Look to your left and then your right. You are probably sitting in a room, surrounded by four walls, more or less. Secured, ordinary and banal. The walls are separating you from other rooms. This room might be in your house or in your workplace. You have your borders to let you focus on whatever you are doing. But why do we need this ? We are all hiding behind walls. We not only hide our actions from other people, but we also hide ourselves from others.
From the beginning of life one of our main vital needs is shelter. The basic idea of shelter is to have protection from weather and other living creatures. So whether it is mud or brick, there are walls that serve as a protection mechanism. Over time, shelters started to get divided by walls for each individual. These separations are important for personal space. Once upon a time, it was for avoiding animals; nowadays, I believe that the main reason is to avoid people, including ourselves. We enter our rooms and do whatever we want. Room has a significant meaning in here. It symbolizes our own utopia or dystopia. It might be where our biggest nightmares happen or where we dream of the best and feel free. Let’s think about it. You are at home: When your phone rings, what do you do? You go to your room. When you want to cry, what do you do? You go to your room. When you feel disturbed by other members in the house, what do you do? You go to your room. When you want to gossip about someone, what do you do? You, instinctively, go to your room, where you feel secluded. You feel like whatever happens inside those four walls will stay inside them. Gossip, sexual activities, emotions, secrets….

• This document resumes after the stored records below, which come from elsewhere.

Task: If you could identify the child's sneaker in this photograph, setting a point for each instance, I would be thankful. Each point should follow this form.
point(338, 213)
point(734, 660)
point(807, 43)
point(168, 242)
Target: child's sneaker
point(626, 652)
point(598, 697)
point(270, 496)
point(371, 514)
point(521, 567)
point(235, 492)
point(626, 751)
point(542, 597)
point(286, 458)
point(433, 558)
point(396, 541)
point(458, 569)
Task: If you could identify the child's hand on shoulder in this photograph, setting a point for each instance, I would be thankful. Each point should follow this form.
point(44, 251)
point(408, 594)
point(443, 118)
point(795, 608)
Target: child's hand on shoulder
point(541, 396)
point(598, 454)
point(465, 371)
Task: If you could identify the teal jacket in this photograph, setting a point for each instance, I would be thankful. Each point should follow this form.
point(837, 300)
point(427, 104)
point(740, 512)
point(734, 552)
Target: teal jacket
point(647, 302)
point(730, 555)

Each of us has many secrets. Even we might not know what we are hiding, because it could be deep down in our minds. Some of the secrets are highly secured, some of them are just trying to be kept away from those concerned. Walls are a great method to stash away unheard words that must stay unspoken. For example, there are so many walls in a government building. Why are their architectural structures not simpler? They could have been simpler, but they must not be, because the data has to be protected and kept away from people. If those walls were not there, we could have access to the files and to people. They are hiding, they are refusing to face the people they have affected. They are avoiding seeing the damage they have done. Another example is what happens inside houses. Family secrets are buried in houses. Who would hear if you were living ten meters away from the next-door neighbour and you were shouting at, insulting or hitting an individual that you share your house with? Those walls are where most childhood traumas are trapped. Parents come home and have anger outbursts. Kids come home and pour out their school problems to their parents. But then the heartbreaking conversations and actions begin behind four walls, and nobody’s soul hears from outside, the real world, where we act as if everything is alright, where we are the actual Hollywood stars. Walls in houses have multifaceted functions. They create both a safe and independent reunion area and a war area where we reflect the darkest sides of our souls. So we can say walls are a concrete border between our minds, but when we start to integrate into each other’s lives, walls start to disappear and let us see into others’ darkness. “You are confined only by the walls you build yourself.” It is a quote that promotes my thoughts, and it pushes me to think further: that our walls are prisons that we create for ourselves and that there are some free-souled people out there who cannot stand staying confined inside of them. So, we call them thrillseekers instead of happy people, just because they refuse to obey our own boundaries; they realize that true happiness is outside, in nature, where there are still boundaries but luckily not made by humans.